Thirty-Four
The door opened without resistance—a warning, not a welcome. Justin froze, instincts screaming. He threw a hand up, halting Anya before she crossed the threshold, every sense straining for the trap he was certain waited beyond.
She stopped.
For a second, she stood close enough that he could feel the heat of her through layers of cold gear, her breath steady in the narrow space between them.
Her eyes lifted to his—sharp, questioning, already mapping the kill zone and calculating angles he hadn’t said out loud. Trust was a weapon here, measured in fractions.
Justin didn’t lower his hand. Didn’t step aside.
The silence stretched, taut as wire. Wait. Every heartbeat thudded with the promise of sudden violence—one wrong move and the whole plan would unravel.
Not an order. Not from him. Between them.
She read it. Of course she did.
A fraction of a nod. Barely there.
Then his hand dropped.
And they moved—silent, controlled, every footstep a wager against whatever waited in the dark.
Snow knifed through the gap in the door, scattering across the concrete floor in thin white lines. The building’s weak heat barely melted the invasion—outside, the storm raged, but inside, another kind of cold waited.
Justin leaned slightly into the doorway and listened. Nothing. No voices. No footsteps. No alarms. Only the faint mechanical hum of the compound generator somewhere deeper in the structure.
Which meant one of two things. Either Sokolov’s men were exceptionally disciplined. Or someone had already started killing them.
Justin slipped inside. The air bit with metal and ozone, the recycled heat of a place built for siege, not shelter. Every breath tasted like anticipation and old secrets.
Anya followed two steps behind him.
The corridor stretched twenty meters ahead before splitting left and right. Fluorescent ceiling lights flickered intermittently overhead, casting pale bands across the concrete walls.

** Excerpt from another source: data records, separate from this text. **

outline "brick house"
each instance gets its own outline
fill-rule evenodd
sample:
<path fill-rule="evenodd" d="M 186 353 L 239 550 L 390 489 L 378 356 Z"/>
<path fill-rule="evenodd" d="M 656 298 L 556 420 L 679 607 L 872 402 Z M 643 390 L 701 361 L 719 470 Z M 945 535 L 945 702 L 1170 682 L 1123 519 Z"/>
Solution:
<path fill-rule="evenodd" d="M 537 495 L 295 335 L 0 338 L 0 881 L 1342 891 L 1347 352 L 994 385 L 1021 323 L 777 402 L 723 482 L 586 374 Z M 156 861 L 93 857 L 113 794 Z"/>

Justin scanned the corners. Clear. Too clear. Every empty angle crawled with threat, the shadows itching along his skin, daring him to blink first. He moved forward slowly, rifle up.
Anya covered their rear without being told.
The first body lay around the corner.
Justin stopped instantly.
Hunter. Face down. Dead.
Anya crouched beside the man and turned him slightly.
Knife wound at the base of the skull. Clean. Instant.
Justin exhaled quietly. “Pierce.”
Anya nodded once. “Less than ten minutes.”
The blood hadn’t fully frozen yet. Which meant Pierce had passed through this corridor recently. Very recently.
Justin studied the hallway again.
Pierce hadn’t left a mess. No scattered brass. No broken walls. Just silence—and bodies. Death had moved through here like a ghost, efficient and cold, leaving only warnings for those who followed.
Which meant Pierce was moving toward something specific. Not simply clearing the compound.
Justin checked the door labels along the wall. Storage. Communications. Maintenance. No command.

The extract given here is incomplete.